После этого разговора Роман понял, что видел вход именно в такое место, о котором говорил приятель. Сначала как бы в шутку над самим собой он стал исследовать канализационные колодцы, а потом занялся этим всерьёз, повесил дома схему городской канализации и делал на ней отметины об изученных колодцах. Он весь пропах тошнотворным запахом канализационной воды. Он стал реже напиваться и никогда не лез в канализацию пьяным, опасаясь свернуть шею и присоединиться к компании на хрустальном корабле.

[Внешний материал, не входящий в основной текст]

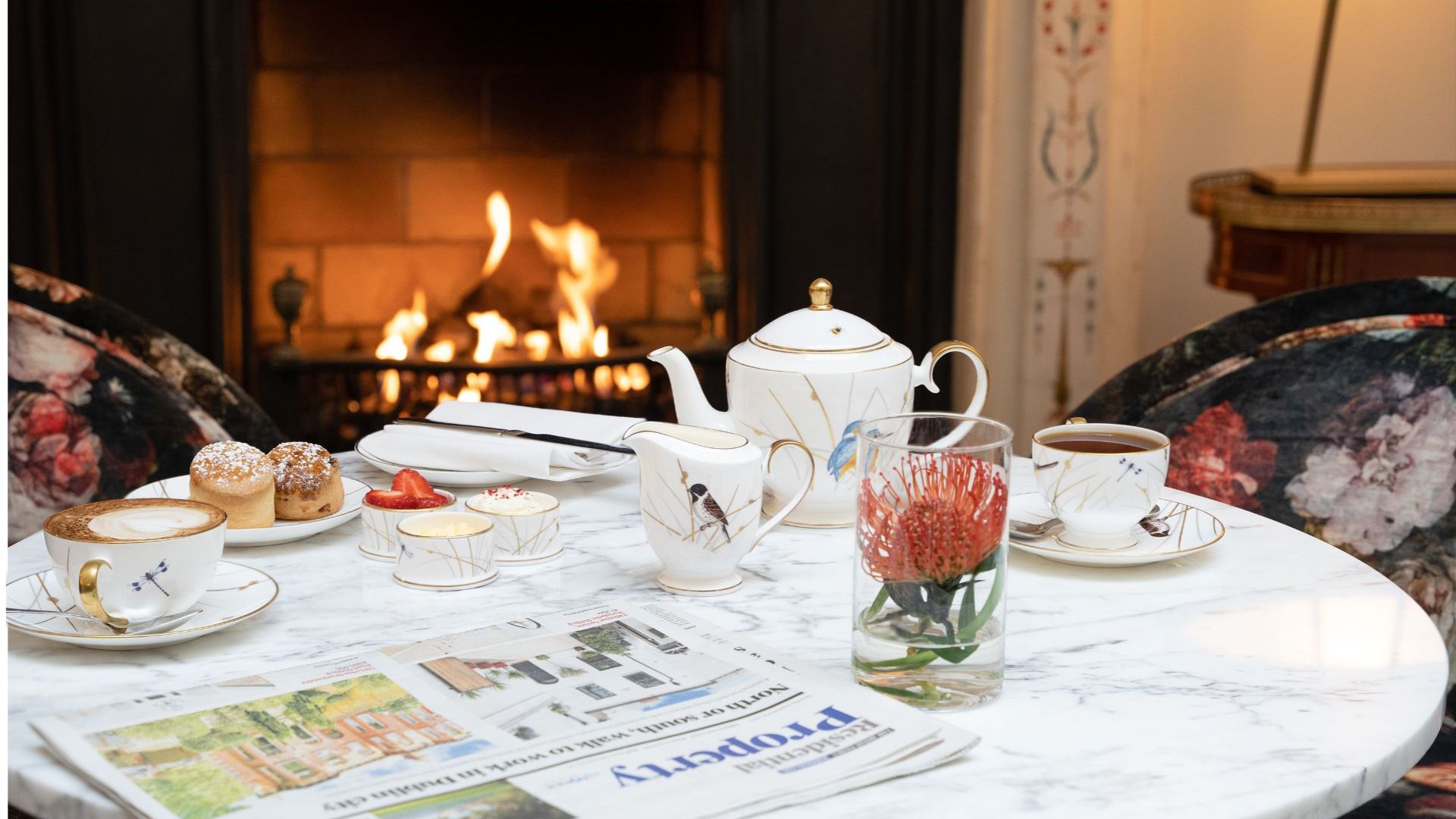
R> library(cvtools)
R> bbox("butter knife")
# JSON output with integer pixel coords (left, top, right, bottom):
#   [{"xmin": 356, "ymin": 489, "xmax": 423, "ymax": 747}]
[{"xmin": 394, "ymin": 419, "xmax": 636, "ymax": 455}]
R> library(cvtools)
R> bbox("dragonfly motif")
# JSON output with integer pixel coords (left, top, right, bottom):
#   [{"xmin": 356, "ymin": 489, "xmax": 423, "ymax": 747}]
[{"xmin": 131, "ymin": 560, "xmax": 172, "ymax": 598}]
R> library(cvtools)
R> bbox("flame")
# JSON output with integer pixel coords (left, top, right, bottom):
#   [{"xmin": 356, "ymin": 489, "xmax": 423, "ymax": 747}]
[
  {"xmin": 425, "ymin": 338, "xmax": 454, "ymax": 362},
  {"xmin": 481, "ymin": 191, "xmax": 511, "ymax": 278},
  {"xmin": 378, "ymin": 370, "xmax": 399, "ymax": 403},
  {"xmin": 454, "ymin": 373, "xmax": 491, "ymax": 400},
  {"xmin": 521, "ymin": 329, "xmax": 551, "ymax": 362},
  {"xmin": 374, "ymin": 288, "xmax": 429, "ymax": 362},
  {"xmin": 466, "ymin": 310, "xmax": 516, "ymax": 364},
  {"xmin": 532, "ymin": 218, "xmax": 617, "ymax": 359}
]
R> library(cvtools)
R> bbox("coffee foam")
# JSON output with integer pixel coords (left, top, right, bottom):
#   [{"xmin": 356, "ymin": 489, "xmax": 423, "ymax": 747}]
[{"xmin": 46, "ymin": 498, "xmax": 228, "ymax": 542}]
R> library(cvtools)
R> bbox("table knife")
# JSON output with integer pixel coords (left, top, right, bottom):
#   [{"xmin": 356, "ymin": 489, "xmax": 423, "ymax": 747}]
[{"xmin": 394, "ymin": 419, "xmax": 636, "ymax": 455}]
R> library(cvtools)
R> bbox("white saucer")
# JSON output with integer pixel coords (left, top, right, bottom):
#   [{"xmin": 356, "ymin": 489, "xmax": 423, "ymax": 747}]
[
  {"xmin": 354, "ymin": 433, "xmax": 527, "ymax": 487},
  {"xmin": 1008, "ymin": 493, "xmax": 1225, "ymax": 568},
  {"xmin": 127, "ymin": 475, "xmax": 369, "ymax": 547},
  {"xmin": 655, "ymin": 571, "xmax": 742, "ymax": 598},
  {"xmin": 5, "ymin": 560, "xmax": 278, "ymax": 651},
  {"xmin": 396, "ymin": 568, "xmax": 500, "ymax": 592}
]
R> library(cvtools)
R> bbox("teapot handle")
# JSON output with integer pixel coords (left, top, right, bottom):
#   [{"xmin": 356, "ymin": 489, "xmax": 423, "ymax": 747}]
[
  {"xmin": 910, "ymin": 341, "xmax": 989, "ymax": 416},
  {"xmin": 748, "ymin": 438, "xmax": 814, "ymax": 551}
]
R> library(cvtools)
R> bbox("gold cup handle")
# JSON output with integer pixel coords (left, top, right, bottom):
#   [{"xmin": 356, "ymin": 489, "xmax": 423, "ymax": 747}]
[
  {"xmin": 76, "ymin": 558, "xmax": 127, "ymax": 628},
  {"xmin": 748, "ymin": 438, "xmax": 814, "ymax": 552},
  {"xmin": 913, "ymin": 341, "xmax": 990, "ymax": 416}
]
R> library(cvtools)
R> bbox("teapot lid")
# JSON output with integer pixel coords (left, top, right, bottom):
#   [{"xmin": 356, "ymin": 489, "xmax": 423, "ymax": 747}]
[{"xmin": 748, "ymin": 278, "xmax": 891, "ymax": 353}]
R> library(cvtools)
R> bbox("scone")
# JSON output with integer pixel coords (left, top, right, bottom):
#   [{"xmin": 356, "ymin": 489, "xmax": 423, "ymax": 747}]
[
  {"xmin": 268, "ymin": 440, "xmax": 344, "ymax": 520},
  {"xmin": 190, "ymin": 440, "xmax": 274, "ymax": 529}
]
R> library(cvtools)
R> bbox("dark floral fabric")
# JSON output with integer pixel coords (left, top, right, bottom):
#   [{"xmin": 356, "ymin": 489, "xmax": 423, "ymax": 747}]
[
  {"xmin": 1073, "ymin": 278, "xmax": 1456, "ymax": 819},
  {"xmin": 8, "ymin": 265, "xmax": 282, "ymax": 542}
]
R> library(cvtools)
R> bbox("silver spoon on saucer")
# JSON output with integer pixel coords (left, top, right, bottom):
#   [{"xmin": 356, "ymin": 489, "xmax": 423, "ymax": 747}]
[
  {"xmin": 5, "ymin": 606, "xmax": 202, "ymax": 635},
  {"xmin": 1010, "ymin": 506, "xmax": 1168, "ymax": 539}
]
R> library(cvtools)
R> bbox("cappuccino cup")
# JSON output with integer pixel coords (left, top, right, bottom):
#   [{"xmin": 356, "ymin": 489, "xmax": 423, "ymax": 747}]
[
  {"xmin": 1031, "ymin": 419, "xmax": 1169, "ymax": 551},
  {"xmin": 44, "ymin": 498, "xmax": 228, "ymax": 628}
]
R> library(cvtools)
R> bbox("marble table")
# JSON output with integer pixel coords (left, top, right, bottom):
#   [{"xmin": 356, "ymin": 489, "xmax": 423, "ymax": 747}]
[{"xmin": 9, "ymin": 457, "xmax": 1447, "ymax": 819}]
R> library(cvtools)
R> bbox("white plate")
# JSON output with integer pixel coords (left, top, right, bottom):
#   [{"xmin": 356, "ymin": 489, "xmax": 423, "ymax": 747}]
[
  {"xmin": 127, "ymin": 475, "xmax": 369, "ymax": 547},
  {"xmin": 5, "ymin": 560, "xmax": 278, "ymax": 651},
  {"xmin": 1008, "ymin": 494, "xmax": 1225, "ymax": 568},
  {"xmin": 354, "ymin": 433, "xmax": 527, "ymax": 487}
]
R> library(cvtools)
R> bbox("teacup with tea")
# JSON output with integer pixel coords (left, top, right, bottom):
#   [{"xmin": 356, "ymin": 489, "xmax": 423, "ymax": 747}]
[
  {"xmin": 44, "ymin": 498, "xmax": 228, "ymax": 628},
  {"xmin": 1031, "ymin": 419, "xmax": 1169, "ymax": 549}
]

В конце концов, он изучил все возможные варианты и потерял надежду. Тогда-то ему снова открылась утраченная в молодости возможность. Он без цели слонялся по городу и чуть не угодил в открытый колодец. На стенах колодца были те же узоры, и странный свет горел в глубине, однако в этот раз Каменных не ощутил никакого зова. На крышке люка было слово BLAKE, проходящее сквозь букву W.
Роман спустился по лестнице. Под землёй оказался уходящий вдаль тоннель. Стены тоннеля покрывал синий бархат; стены были разделены на секции и в каждой секции имелся глазок на уровне пояса взрослого человека.
В одном таком глазке Каменных увидел голую девушку, стоявшую к нему задом на коленях. На загорелой коже спины отчётливо были видны белёсые волоски, а над крестцом был вытатуирован бараний череп. Девушка повернулась к Роману, будто почувствовала, что он смотрит на неё, и сделала недвусмысленный жест. Роман спустил штаны и остался со стоящим членом. Он снова примкнул к глазку и увидел, как девушка выпускает из заднего прохода струю чернильного дыма. Он отпрянул, и в следующий миг из глазка показалось щупальце. Тентакль схватил Романа за член и резко рванул на себя. Несколько раз Каменных ударился лицом о стену, за которой раздавались устрашающие звуки. Дрожь ужаса пробрала Романа, сменившись дрожью наслаждения. Волны дрожи накатывали на него попеременно.
В каждом глазке Роману открывалось новое зрелище. Так он и путешествовал от одной дыры в стене к другой, переживая всякий раз блаженство и отвращение. Коридору не было конца, и больше Романа никто никогда не видел.